Namespace: ThinkGeo.UI.Wpf / ThinkGeo.UI.WinForms
Accessed via: MapView.EditOverlay
Applies to: ThinkGeo Desktop (WPF and WinForms)


Overview

EditOverlay is a built-in interactive overlay on every ThinkGeo desktop MapView. It gives users direct, mouse-driven control over the geometry of features already on the map — translating, rotating, scaling, and vertex-editing shapes without writing any hit-testing or geometry math yourself.

The key distinction from TrackOverlay (which handles drawing new shapes) is that EditOverlay handles modifying shapes that already exist.

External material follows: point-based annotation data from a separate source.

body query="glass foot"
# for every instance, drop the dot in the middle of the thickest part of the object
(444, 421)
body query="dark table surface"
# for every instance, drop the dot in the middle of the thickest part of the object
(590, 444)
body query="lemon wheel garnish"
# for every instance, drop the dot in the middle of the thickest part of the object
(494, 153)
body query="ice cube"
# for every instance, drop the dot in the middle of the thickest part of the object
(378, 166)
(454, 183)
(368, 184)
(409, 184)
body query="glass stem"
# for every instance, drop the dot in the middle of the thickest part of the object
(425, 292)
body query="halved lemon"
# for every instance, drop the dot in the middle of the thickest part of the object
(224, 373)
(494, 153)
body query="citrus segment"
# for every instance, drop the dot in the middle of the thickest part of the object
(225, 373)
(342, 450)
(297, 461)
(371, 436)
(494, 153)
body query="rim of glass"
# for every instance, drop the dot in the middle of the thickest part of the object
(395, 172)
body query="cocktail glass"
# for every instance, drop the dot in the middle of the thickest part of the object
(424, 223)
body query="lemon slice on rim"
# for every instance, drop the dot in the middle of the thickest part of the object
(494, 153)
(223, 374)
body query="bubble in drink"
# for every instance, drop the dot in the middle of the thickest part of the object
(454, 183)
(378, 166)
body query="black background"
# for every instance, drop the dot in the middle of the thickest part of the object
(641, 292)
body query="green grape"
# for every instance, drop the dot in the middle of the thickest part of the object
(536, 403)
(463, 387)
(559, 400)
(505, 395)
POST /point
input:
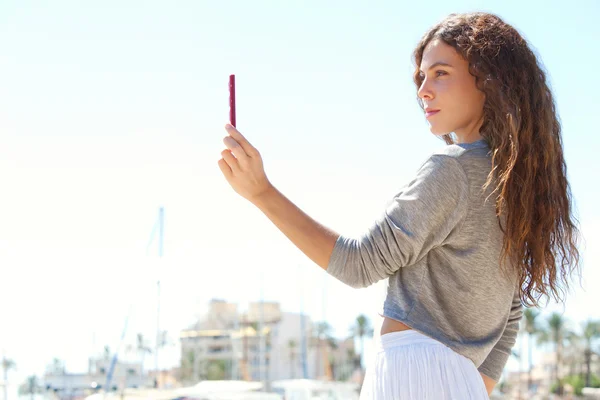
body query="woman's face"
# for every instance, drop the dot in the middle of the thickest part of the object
(450, 97)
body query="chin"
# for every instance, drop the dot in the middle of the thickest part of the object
(437, 131)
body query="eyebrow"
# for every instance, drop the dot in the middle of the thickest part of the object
(438, 64)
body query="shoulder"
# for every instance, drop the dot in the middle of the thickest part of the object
(463, 155)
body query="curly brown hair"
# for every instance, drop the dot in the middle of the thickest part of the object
(529, 174)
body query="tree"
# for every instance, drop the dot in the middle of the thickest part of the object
(322, 334)
(555, 332)
(591, 331)
(362, 327)
(532, 329)
(7, 364)
(292, 348)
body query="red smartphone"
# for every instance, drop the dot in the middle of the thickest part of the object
(232, 100)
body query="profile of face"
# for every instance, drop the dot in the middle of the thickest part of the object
(451, 99)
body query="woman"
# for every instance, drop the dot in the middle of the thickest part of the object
(484, 226)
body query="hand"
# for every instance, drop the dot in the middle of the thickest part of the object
(242, 166)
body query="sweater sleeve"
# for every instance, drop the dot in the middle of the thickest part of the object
(422, 216)
(494, 363)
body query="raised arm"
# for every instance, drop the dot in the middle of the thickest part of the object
(242, 166)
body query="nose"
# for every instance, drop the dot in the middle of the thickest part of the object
(425, 92)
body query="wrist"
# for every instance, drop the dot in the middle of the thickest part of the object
(264, 197)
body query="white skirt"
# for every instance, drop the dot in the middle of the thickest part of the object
(409, 365)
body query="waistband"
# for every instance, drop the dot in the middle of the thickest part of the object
(405, 338)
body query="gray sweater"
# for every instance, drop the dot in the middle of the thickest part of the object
(439, 243)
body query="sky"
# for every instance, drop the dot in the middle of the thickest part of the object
(110, 110)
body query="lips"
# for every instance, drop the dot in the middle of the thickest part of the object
(430, 112)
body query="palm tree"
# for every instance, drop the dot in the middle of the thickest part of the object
(532, 329)
(7, 364)
(361, 329)
(322, 333)
(556, 333)
(591, 331)
(292, 348)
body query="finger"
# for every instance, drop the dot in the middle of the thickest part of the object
(230, 160)
(225, 169)
(235, 148)
(234, 133)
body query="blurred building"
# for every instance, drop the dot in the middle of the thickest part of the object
(261, 343)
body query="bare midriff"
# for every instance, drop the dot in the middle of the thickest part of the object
(391, 325)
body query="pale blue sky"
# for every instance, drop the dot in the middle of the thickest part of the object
(108, 111)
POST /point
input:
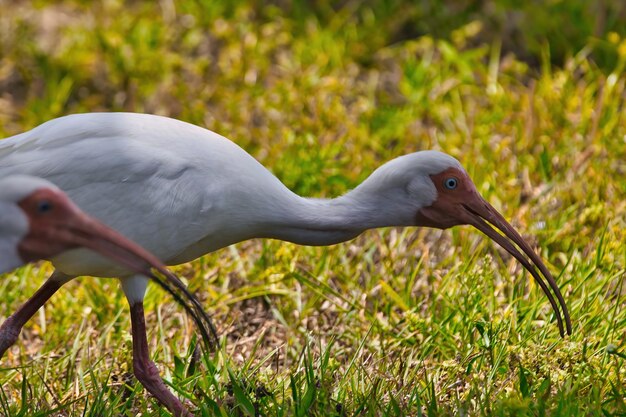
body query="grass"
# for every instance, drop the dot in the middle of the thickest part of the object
(395, 322)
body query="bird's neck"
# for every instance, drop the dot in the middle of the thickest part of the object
(316, 222)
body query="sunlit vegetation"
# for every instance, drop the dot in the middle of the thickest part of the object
(398, 321)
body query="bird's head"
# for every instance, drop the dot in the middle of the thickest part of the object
(438, 192)
(39, 221)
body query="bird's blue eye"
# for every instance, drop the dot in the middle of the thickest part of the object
(44, 206)
(451, 183)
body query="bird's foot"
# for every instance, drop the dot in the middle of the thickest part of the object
(148, 374)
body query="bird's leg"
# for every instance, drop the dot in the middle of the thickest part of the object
(11, 328)
(145, 370)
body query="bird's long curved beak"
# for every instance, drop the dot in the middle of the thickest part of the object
(477, 212)
(83, 231)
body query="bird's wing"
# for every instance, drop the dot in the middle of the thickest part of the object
(159, 181)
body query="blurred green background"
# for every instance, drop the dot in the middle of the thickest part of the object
(529, 96)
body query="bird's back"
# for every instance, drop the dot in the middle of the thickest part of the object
(168, 185)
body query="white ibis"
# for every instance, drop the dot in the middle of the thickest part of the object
(38, 221)
(182, 191)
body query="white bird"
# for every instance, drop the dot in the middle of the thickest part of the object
(38, 221)
(182, 191)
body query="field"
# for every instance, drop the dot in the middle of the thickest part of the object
(397, 322)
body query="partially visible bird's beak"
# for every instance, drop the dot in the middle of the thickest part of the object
(83, 231)
(477, 212)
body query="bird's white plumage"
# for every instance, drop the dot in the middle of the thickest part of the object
(181, 191)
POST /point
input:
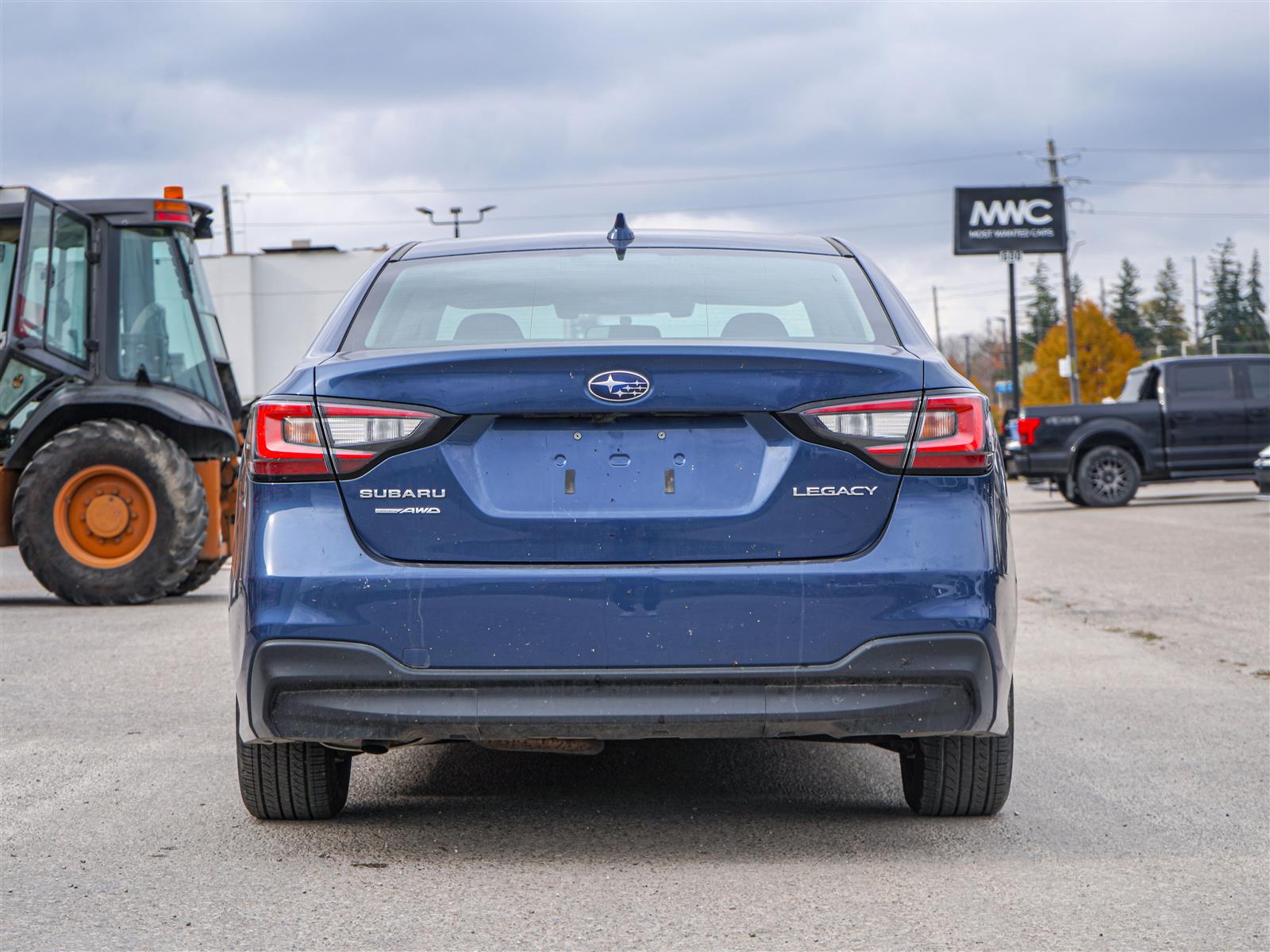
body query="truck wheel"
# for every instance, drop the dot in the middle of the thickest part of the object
(292, 781)
(1108, 476)
(959, 776)
(203, 571)
(110, 512)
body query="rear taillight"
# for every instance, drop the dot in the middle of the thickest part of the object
(1028, 431)
(954, 436)
(285, 441)
(937, 435)
(880, 428)
(292, 438)
(357, 433)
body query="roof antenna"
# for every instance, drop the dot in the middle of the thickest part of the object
(620, 235)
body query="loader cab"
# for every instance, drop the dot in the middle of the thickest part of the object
(108, 327)
(108, 292)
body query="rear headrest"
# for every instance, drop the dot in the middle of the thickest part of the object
(488, 325)
(634, 330)
(756, 325)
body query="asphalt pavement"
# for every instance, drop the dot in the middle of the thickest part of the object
(1140, 816)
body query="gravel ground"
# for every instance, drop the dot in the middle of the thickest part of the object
(1138, 818)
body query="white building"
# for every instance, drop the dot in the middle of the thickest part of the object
(272, 304)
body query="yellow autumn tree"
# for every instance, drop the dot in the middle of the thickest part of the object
(1104, 355)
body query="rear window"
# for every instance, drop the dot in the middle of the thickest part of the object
(1203, 381)
(592, 296)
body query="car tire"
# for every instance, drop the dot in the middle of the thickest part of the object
(1108, 476)
(956, 776)
(110, 512)
(203, 571)
(296, 781)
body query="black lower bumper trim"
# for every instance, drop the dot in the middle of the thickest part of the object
(343, 692)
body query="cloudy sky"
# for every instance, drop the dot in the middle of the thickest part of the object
(333, 121)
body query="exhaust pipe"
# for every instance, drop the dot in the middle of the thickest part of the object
(575, 747)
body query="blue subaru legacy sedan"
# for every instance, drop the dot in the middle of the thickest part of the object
(541, 493)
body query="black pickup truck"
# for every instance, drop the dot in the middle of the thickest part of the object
(1181, 418)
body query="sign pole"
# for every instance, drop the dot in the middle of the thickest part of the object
(1075, 380)
(1014, 343)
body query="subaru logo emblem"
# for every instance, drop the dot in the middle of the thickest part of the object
(618, 386)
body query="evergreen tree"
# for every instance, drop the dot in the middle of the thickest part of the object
(1165, 315)
(1043, 309)
(1126, 313)
(1226, 314)
(1254, 302)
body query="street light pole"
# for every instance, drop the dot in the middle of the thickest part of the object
(1075, 380)
(456, 221)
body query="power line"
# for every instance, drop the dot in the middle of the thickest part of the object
(1174, 152)
(1183, 184)
(629, 183)
(1176, 215)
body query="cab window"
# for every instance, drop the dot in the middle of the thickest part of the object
(158, 329)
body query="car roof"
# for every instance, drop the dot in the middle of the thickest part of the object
(1161, 361)
(730, 240)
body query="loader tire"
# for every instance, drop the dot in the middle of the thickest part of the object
(203, 571)
(108, 513)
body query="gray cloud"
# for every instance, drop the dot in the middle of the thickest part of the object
(114, 97)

The typical workflow is:

  1. Draw shapes with TrackOverlay (or load them from a data source).
  2. Move those shapes into EditOverlay.EditShapesLayer to enter edit mode.
  3. The user manipulates them visually using the control point handles.
  4. When done, move the edited shapes back out of EditShapesLayer into your own layer for persistence or further processing.

EditOverlay is a singleton property on the MapView — you do not construct it yourself.


How It Works: Control Points

When features are in EditShapesLayer, calling CalculateAllControlPoints() instructs the overlay to generate all the visual handles needed to edit each shape:

  • Vertex handles — draggable points at every vertex of a line or polygon. Drag to move that vertex. Double-click to remove a vertex. Click on a segment midpoint handle to insert a new vertex.
  • Transform handles — the rotation and scale handles that appear around area and line shapes, rendered as anchors at the corners and edges of the shape's bounding rectangle.
  • Translation — drag anywhere inside the shape's interior to translate the whole shape.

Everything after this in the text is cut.